For custom or agency-built sites, talk to whoever built your site. Ask them specifically about JSON-LD structured data for LocalBusiness, Service, and AggregateRating types. If they don't know what you're talking about, that's a red flag.

For any path, run the Rich Results Test again after you've made changes. If Google can read it, AI models can too.

Where Crave AI comes in

We build AI visibility into our client sites from the start, and schema markup is one of the first things we set up. It's not glamorous work. Nobody's going to high-five you for having clean JSON-LD on your service pages. But it's the kind of foundational work that determines whether AI search tools can find and recommend your business.

Our approach is to build comprehensive schema that covers your full service catalog and every area you serve, then keep it updated as your business changes. We also monitor how AI models reference your business and adjust when something's off.
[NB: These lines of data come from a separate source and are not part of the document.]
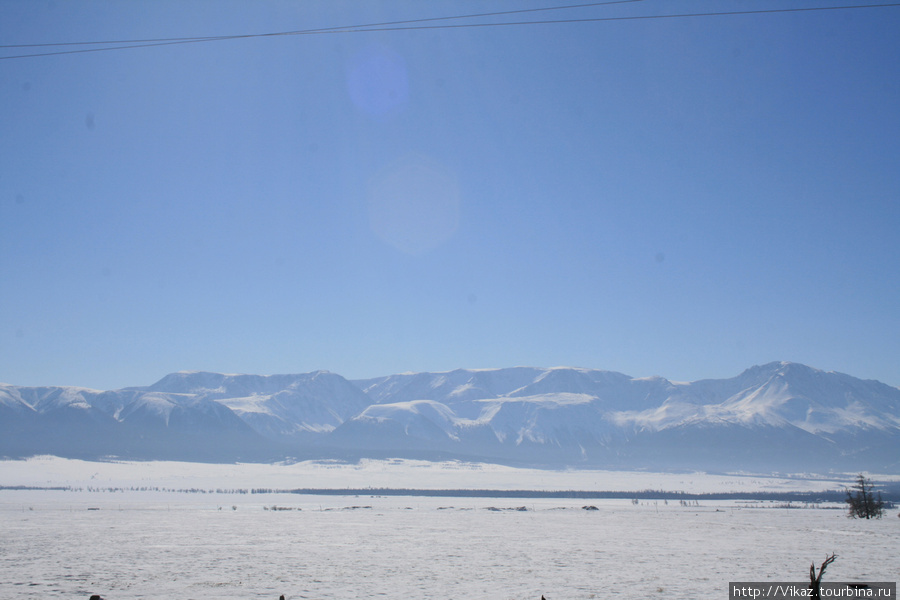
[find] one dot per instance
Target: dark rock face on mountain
(775, 417)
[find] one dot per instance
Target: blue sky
(678, 197)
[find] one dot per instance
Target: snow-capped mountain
(779, 416)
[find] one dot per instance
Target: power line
(326, 29)
(146, 43)
(410, 25)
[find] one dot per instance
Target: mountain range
(776, 417)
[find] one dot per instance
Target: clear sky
(681, 197)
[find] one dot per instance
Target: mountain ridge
(777, 416)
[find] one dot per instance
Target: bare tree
(862, 503)
(816, 580)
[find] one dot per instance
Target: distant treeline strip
(891, 496)
(811, 497)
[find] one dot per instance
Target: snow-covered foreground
(152, 544)
(176, 545)
(48, 471)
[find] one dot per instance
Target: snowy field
(133, 544)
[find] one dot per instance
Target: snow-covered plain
(150, 544)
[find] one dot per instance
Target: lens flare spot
(414, 205)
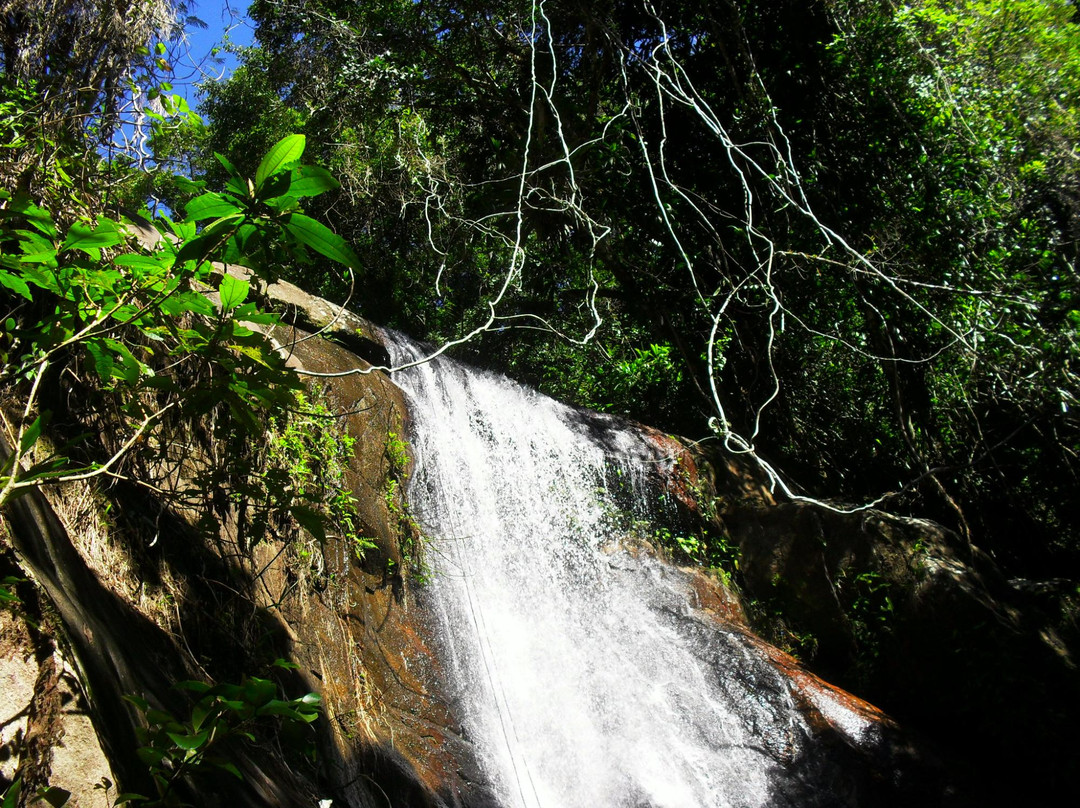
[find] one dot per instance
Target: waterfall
(577, 667)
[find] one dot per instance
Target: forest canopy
(839, 234)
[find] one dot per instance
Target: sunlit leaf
(232, 291)
(84, 238)
(321, 239)
(286, 150)
(210, 205)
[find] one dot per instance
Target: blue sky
(198, 64)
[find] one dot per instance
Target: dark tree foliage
(867, 212)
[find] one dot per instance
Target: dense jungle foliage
(839, 236)
(840, 233)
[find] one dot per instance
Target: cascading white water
(576, 667)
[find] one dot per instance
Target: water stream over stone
(577, 668)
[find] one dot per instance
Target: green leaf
(189, 741)
(310, 180)
(259, 691)
(32, 433)
(286, 150)
(129, 797)
(321, 239)
(232, 291)
(84, 238)
(100, 360)
(134, 260)
(184, 301)
(54, 795)
(15, 283)
(231, 768)
(310, 521)
(211, 205)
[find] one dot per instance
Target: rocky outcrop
(907, 615)
(143, 595)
Schema by itself won't make you the top result for every query. But without it, you're asking AI to guess about your business while your competitors are handing it answers.

What to do this week

Pick one thing from this list:

  1. Run the Rich Results Test on your homepage. Just see what's there.
  2. Check whether your website lists every service you offer and every city you serve, not just on the page, but in structured data.
  3. If you're on WordPress, install Rank Math and fill in the LocalBusiness schema fields. It takes about 20 minutes.
  4. If you want it done right and don't want to think about it again, talk to us about AI visibility. We'll audit your current schema and tell you exactly what's missing.

Schema markup isn't new technology. It's been around since 2011. But the way search works has changed, and structured data went from a minor SEO bonus to the primary way AI tools decide which businesses to recommend. The businesses that get this right now will have a real edge over the next two years.

Don't wait until every competitor in your market figures this out too.